If Israel condemns a certain item, such as the hand cream, the products are taken back off the trucks by aid workers.
But by the time the transport vehicle returns to cross the border the list has changed and yet another non-compliant piece is identified, restarting the entire process all over again.
This can happen multiple times before the truck is eventually cleared to enter.
“Inhumanity on a grand scale,” was how Tánaiste Micheál Martin described the ongoing refusal of essential and life-saving aid into Gaza after he visited Red Crescent warehouses close to the Rafah border where pallets of aid pile up; the Egyptian desert sand forming a dusty layer on top of UN, Oxfam, and national flag logos pasted on the sides of the donations.

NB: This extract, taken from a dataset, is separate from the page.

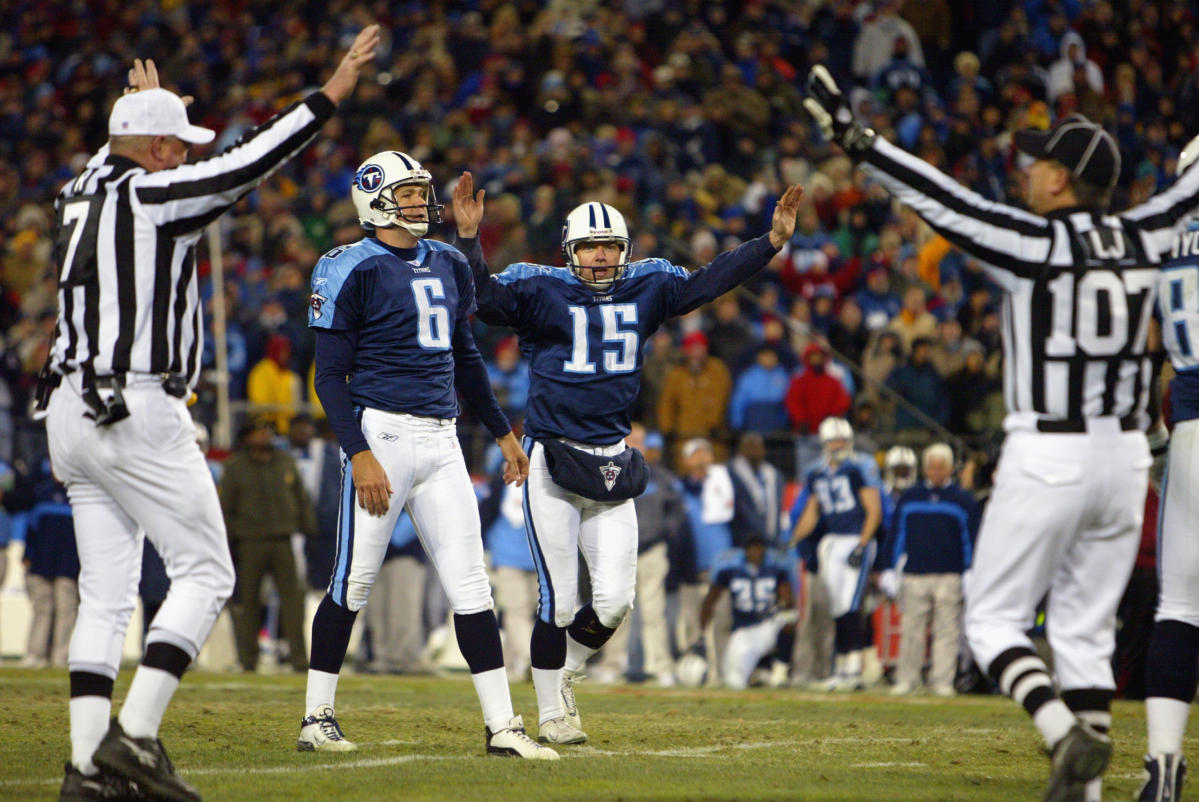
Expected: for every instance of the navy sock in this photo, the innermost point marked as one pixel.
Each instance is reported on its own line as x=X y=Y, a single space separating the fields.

The denial of dignity through a lack of access to period products for 690,000 menstruating women and girls is minor compared to the many other threats facing civilians in what has become one of the most dangerous places in the world to be female.
And yet, Gaza will always be home to these women and girls who now are fighting to simply survive.
On Wednesday, a special front page edition of the featured 10-year-old Lain Shammalan, who I spoke to as she waited with her younger sister Samma, brother Mohammad, and parents on the Egyptian side of the Rafah border.
Lain misses going to school where her favourite subject was English, she misses her aunts and uncles, and above all, the sisters playing Lego in Khan Younis with their cousins.
“You could say that we escaped from hell and it’s still going on in there,” her mother Haneen said of their experience of fleeing Gaza.
And yet, the family wishes more than anything to go back.
“I am scared but at the same time I want to go back,” Haneen said.
“If anything happens them my life would be worthless but they need to learn that home is home, and home is precious.”
It’s difficult to see anything but heartbreak, trauma and grief in store for Samma and Lain and for the thousands of other girls trapped in Gaza right now.
Israel, Hamas, and political leaders across the world have the power to bring about an immediate ceasefire, to give the women and girls of Gaza a chance to regain their lives and their future.